スペクトル色(spectral color)とは、人間が知覚することができる特定の単一周波数で表現されるの色のことです。光の元の色、もしくは虹の色とも言えるでしょう。

色は科学的には特定の領域の電磁波、つまり波です。波である以上、波長(波と波の間の長さ)や周波数(一秒間の波の数)を数値で表すことができます。これは、sRGB値やYMCK値といった人間が利便性のために、ある意味勝手に考案して使っている値とは違い、科学的に絶対の値です。まあ、絶対と言いつつもその波長は “だいたいこのくらい” でしかないのですが。

下の図では、波長750nm(ナノメートル)から波長380nmまでを人間の見える光、即ち可視光線として表しています。

 

スペクトル色の波長一覧

赤よりも外側が赤外線(infrared)、紫より外側が紫外線(Ultraviolet)です。ここで日本語的に面倒な点が、可視光線の端っこの紫は「Purple」ではなく「Violet」です。

  • Violet(赤紫):スペクトル色

  • Purple(純紫):非スペクトル色

紫外線の「紫」はVioletであって、Purpleではありません。UVカットはUltravioletをカットするわけで合って、Ultrapurpleなんていう光線をカットするわけではないですね。

そして、そのグラデーションで表された帯の中の色がスペクトル色なのです。特定の単一周波数、というのはつまり、この帯のどこか一点ということですね。例えば赤と白を混ぜ合わせたピンク色はスペクトル色ではないことが分かります。

 

CIR yx 色度図におけるスペクトル色

以下のCIR yx 色度図における、 ひづめの形の線、即ちスペクトル軌跡上の色を指します。というより、元々はスペクトル色の帯を環状八号線のようにぐるっと丸めたのがスペクトル軌跡ですね。

先に述べたように、複数の光が混ぜ合わさった色、即ちひづめの内部の色は非スペクトル色です。左下の頂点(バイオレット)と右下の頂点(赤)を結んだ線(純紫軌跡)の上にある色も非スペクトル色です。

color_gamut

 

そしてその中に、sRGBCMYKの領域がだいぶ控えめに広がっていますね。

……そうすると、sRGBCMYKで表現できる色域に、スペクトルカラーがないように見えますね。上にスペクトル色として表示されている色はいったい何なのでしょうか。ウソでしょうか。 

実際、ウソと言えばウソです。あくまでイメージです。

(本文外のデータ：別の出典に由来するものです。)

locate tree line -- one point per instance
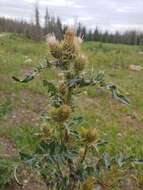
(35, 31)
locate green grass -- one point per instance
(120, 125)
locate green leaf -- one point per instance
(52, 90)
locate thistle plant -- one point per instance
(64, 154)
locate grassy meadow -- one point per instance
(22, 106)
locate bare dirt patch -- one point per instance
(128, 120)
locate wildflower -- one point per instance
(62, 88)
(80, 62)
(61, 114)
(45, 130)
(89, 135)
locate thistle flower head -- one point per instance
(62, 88)
(45, 130)
(80, 62)
(89, 135)
(61, 114)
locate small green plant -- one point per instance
(67, 155)
(5, 107)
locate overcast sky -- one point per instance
(106, 14)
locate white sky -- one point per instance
(106, 14)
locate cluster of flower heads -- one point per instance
(68, 51)
(69, 55)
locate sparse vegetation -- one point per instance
(118, 125)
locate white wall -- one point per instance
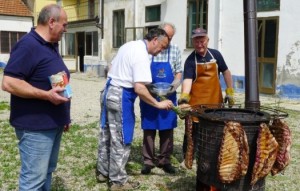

sRGBCMYKも純粋な光のスペクトラム色を再現するほどサチュレートする(=彩度を上げる)ことはできません。 

例えば、ヘリウムネオンレーザーを使えば、可視スペクトル上にある波長の632.8nmの赤の色を再現することができます。その一方で、印刷物でレーザーと等価の鮮やかさが出せるかと言われると、それは言わずもがなです。本に載っているスペクトラム色も、やはりイメージなのです。

とはいえ、人間の視覚上不都合がないレベルではサチュレーションを上げられているので、それっぽく見る分には充分であるわけです。

 

話を色度図に戻しましょう。

これを見ると各カラーモデルで再現できる色と、実際のスペクトル色との乖離具合が一目でわかります。

たとえば、CMYKの領域は、黄から赤にかけての領域は、ある程度スペクトル色まで手を伸ばせているような感じはしますが、青や緑は絶望的です。sRGBは、青方面はやや善戦していますが、やはり緑方面は苦手そうです。Adobe RGBは緑領域への大幅な改善が見られます。とはいえ、やはり純粋なスペクトル色への到達まではまだまだスペースがあります。

そもそも、仮にAdobe RGBを使用して画像を制作したとしても、見る人間がそれを再現できるデバイスを持っていなければ意味がありません。結局、Web等のデジタル制作の範疇をでないのであれば、スペクトラム色は、色を考える上での理論の値としてとらえておけば十分なのでしょう。